April 30, 2012
Amazon takes retribution after violation of its most-favored-nation status
by Dennis Johnson
Well, we didn’t really need any more evidence that Amazon is totally out of control, but over the weekend one well-known author got an up close and personal look at how it ain’t just publishers getting screwed in Amazon’s vicious version of art meeting commerce.
The author in question is bestseller Buzz Bissinger, who flipped open his laptop on the train ride home from a publicity event for his newest book — After Friday Night Lights, an ebook epilogue to his smash bestseller Friday Night Lights — only to discover that his book was nowhere to be found on Amazon. Bissnger didn’t know it at first, but he’d become the latest victim to Amazon’s relentless price-slashing — which has only increased since the Department of Justice announced it was prosecuting publishers who opposed Amazon’s severe discounting as a monopolistic tactic.

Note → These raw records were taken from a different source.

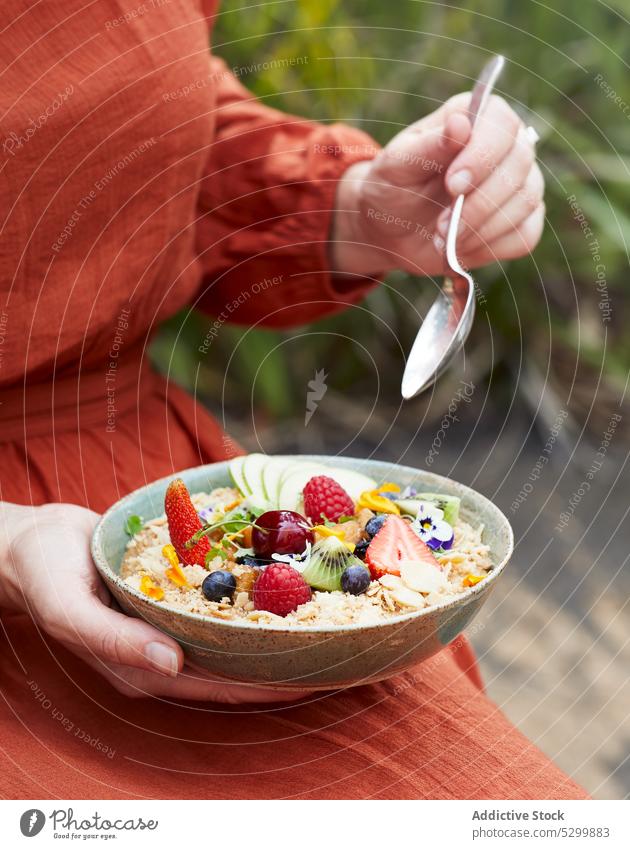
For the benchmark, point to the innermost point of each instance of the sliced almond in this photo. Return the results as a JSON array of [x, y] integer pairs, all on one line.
[[390, 582], [422, 577], [408, 598]]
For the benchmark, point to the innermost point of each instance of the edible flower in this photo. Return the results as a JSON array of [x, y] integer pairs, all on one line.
[[389, 487], [471, 580], [298, 561], [373, 500], [326, 531], [150, 588], [174, 573], [430, 526]]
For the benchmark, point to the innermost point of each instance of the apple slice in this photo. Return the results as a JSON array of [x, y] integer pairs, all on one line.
[[294, 481], [253, 476], [272, 474], [236, 473], [353, 482]]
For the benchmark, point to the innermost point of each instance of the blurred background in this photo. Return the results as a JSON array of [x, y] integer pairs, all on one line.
[[548, 360]]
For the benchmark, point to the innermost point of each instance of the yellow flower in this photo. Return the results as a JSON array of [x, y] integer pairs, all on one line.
[[377, 503], [174, 573], [325, 531], [471, 580], [150, 588]]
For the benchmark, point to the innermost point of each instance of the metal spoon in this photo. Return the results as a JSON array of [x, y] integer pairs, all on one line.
[[448, 322]]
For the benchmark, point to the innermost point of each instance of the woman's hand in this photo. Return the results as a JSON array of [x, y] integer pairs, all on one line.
[[47, 571], [392, 212]]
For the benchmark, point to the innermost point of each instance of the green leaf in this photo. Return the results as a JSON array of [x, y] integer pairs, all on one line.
[[133, 525]]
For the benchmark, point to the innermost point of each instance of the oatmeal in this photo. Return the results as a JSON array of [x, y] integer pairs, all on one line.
[[328, 548]]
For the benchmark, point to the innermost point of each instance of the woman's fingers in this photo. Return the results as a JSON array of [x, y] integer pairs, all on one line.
[[506, 181], [509, 217], [420, 153], [517, 242], [109, 637], [493, 136]]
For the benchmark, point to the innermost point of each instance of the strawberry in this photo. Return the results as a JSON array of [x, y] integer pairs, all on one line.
[[324, 496], [393, 544], [183, 523]]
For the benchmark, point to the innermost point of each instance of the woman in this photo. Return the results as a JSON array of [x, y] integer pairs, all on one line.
[[138, 177]]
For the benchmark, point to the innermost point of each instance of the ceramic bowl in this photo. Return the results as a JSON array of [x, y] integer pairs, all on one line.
[[309, 657]]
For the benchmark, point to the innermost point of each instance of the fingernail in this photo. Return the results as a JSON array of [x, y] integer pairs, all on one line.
[[460, 182], [163, 659], [443, 222]]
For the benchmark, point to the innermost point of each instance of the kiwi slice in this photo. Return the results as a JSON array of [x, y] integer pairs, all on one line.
[[327, 562], [449, 504]]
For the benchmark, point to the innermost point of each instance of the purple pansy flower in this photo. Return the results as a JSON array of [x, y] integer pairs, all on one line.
[[430, 526]]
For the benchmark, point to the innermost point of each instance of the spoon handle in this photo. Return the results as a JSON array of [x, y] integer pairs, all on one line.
[[478, 99]]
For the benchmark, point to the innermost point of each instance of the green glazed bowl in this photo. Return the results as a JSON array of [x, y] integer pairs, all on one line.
[[306, 657]]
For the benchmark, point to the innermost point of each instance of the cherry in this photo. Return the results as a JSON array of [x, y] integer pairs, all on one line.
[[280, 532]]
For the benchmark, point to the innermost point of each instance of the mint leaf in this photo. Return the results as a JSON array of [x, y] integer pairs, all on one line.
[[133, 525]]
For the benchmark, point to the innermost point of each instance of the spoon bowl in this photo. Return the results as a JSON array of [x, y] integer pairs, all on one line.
[[449, 321]]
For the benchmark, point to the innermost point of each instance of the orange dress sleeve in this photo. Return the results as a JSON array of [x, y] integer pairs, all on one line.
[[266, 204]]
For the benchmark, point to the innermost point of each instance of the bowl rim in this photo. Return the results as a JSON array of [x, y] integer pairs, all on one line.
[[108, 574]]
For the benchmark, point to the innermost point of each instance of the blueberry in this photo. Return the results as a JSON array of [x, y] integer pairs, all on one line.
[[375, 524], [360, 548], [355, 580], [219, 585]]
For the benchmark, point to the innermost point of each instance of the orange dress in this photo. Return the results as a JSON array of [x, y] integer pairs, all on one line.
[[137, 177]]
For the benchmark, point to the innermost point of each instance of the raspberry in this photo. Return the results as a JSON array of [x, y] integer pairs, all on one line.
[[280, 589], [324, 495]]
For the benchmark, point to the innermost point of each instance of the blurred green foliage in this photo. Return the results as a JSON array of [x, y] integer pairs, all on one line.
[[383, 65]]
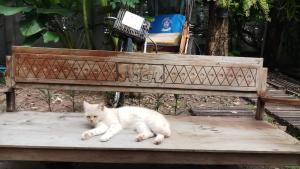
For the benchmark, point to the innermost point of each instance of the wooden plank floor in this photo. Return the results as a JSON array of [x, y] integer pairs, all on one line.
[[41, 136]]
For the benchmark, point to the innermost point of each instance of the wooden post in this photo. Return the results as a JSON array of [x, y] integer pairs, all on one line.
[[260, 106], [10, 101], [260, 109]]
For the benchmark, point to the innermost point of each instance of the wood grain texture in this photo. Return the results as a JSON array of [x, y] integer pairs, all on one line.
[[104, 68], [292, 102], [42, 136]]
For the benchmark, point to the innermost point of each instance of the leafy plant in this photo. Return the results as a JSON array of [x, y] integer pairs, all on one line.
[[244, 7], [52, 20], [128, 4]]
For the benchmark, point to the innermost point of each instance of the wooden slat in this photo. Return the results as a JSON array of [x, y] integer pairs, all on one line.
[[84, 53], [134, 89], [56, 137], [146, 157], [232, 112], [106, 68], [292, 102]]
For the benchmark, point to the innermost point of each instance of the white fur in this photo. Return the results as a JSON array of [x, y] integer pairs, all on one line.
[[109, 121]]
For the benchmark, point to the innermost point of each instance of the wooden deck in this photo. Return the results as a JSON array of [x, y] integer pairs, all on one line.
[[37, 136]]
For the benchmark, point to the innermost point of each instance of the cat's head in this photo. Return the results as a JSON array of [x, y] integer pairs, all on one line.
[[93, 112]]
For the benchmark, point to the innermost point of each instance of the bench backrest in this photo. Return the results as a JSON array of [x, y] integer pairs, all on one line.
[[115, 71]]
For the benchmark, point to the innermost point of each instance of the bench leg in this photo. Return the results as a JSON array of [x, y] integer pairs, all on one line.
[[11, 101], [260, 109]]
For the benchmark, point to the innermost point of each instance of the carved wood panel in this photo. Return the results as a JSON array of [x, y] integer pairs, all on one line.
[[101, 71]]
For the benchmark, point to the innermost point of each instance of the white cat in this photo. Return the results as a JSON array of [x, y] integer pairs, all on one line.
[[109, 121]]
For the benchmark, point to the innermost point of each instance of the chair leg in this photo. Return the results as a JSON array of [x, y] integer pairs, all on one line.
[[260, 109], [11, 101]]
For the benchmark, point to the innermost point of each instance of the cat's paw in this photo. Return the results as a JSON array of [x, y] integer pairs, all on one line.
[[104, 138], [86, 135], [158, 139]]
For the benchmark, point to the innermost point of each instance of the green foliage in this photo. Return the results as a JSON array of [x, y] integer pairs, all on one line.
[[8, 11], [40, 18], [50, 36], [289, 10], [128, 4], [30, 27], [246, 7]]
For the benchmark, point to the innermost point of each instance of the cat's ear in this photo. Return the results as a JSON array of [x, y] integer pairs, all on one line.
[[101, 106]]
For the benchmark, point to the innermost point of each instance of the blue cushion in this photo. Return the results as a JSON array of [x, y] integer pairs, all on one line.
[[167, 23]]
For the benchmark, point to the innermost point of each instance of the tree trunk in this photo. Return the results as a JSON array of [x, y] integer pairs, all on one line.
[[273, 39], [217, 41]]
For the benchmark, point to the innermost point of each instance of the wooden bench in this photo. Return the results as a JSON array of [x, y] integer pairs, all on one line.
[[45, 136]]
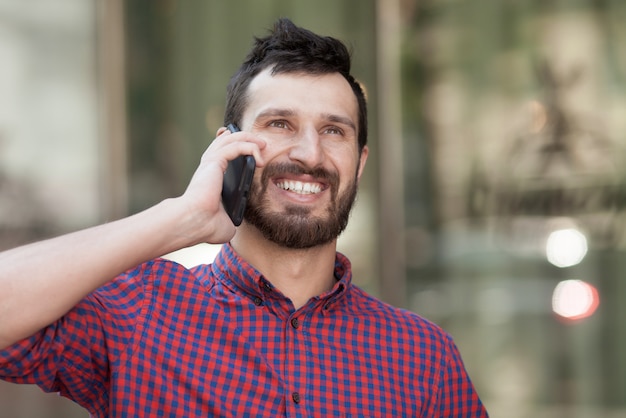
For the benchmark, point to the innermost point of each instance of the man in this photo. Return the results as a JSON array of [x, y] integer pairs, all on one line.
[[274, 326]]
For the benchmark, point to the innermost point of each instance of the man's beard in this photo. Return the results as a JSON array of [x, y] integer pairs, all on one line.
[[295, 227]]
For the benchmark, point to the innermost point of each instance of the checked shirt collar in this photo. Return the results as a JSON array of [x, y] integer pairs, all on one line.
[[243, 278]]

According to a New York Times report by David Carr, the book, which is meant partly as a fund raiser for an injured high school football player named Boobie Miles, was pulled by Bissinger’s publisher, Byliner, after Amazon priced the book at $0.00 in an act of retribution against Bissinger and Byliner for participating in a promotion of the book with Apple.
As Carr details, Apple had selected After Friday Night Lights for a promotion it does with Starbucks called Pick of the Week, “giving customers a code they could redeem online for the book. (Mr. Bissinger said he still received a royalty of $1.50 for each copy sold.) Amazon interpreted the promotion as a price drop and lowered its price for ‘After Friday Night Lights’ to exactly zero.”
Saying it had to “protect our authors’ interest,” Byliner quickly pulled the book from Amazon — as, most likely, any publisher would have done, operating on the principal that, well, you can’t have someone saying a book is worth nothing.
But everyone in the story gets pretty mealy-mouthed after that, Carr observes, due to the fact that Amazon is, after all, the ruling monopoly on ebook sales, and both Bissinger and Byliner have other books to sell. But as Carr also observes, this kind of behavior from Amazon “will only grow as the impact of the Justice Department’s lawsuit begins to emerge.”
One thing unobserved, though, is the fact that the move reveals a tactic of Amazon’s that publishers have long grumbled about— its demand of most-favored-nation status. That is, Amazon has long demanded that no other retailer can get a better deal than it does. Beyond sending a message about dealing with arch-rival Apple, that’s what this move was all about — Amazon was punishing Byliner and Bissinger for violating their dictum, as well as sending a message to authors and publishers at large: Don’t even think about giving anyone a promotion that in any way, shape, or form resembles a bigger discount than ours.
Of course, the demand for most-favored-nation status is illegal, a violation of several anti-trust laws. We know this because Attorney General Eric Holder said so in his speech at the press conference in Washington a couple of weeks ago announcing the government’s lawsuit against Apple and five of the Big Six publishers — for, among other things, “their anticompetitive most-favored-nation agreements.”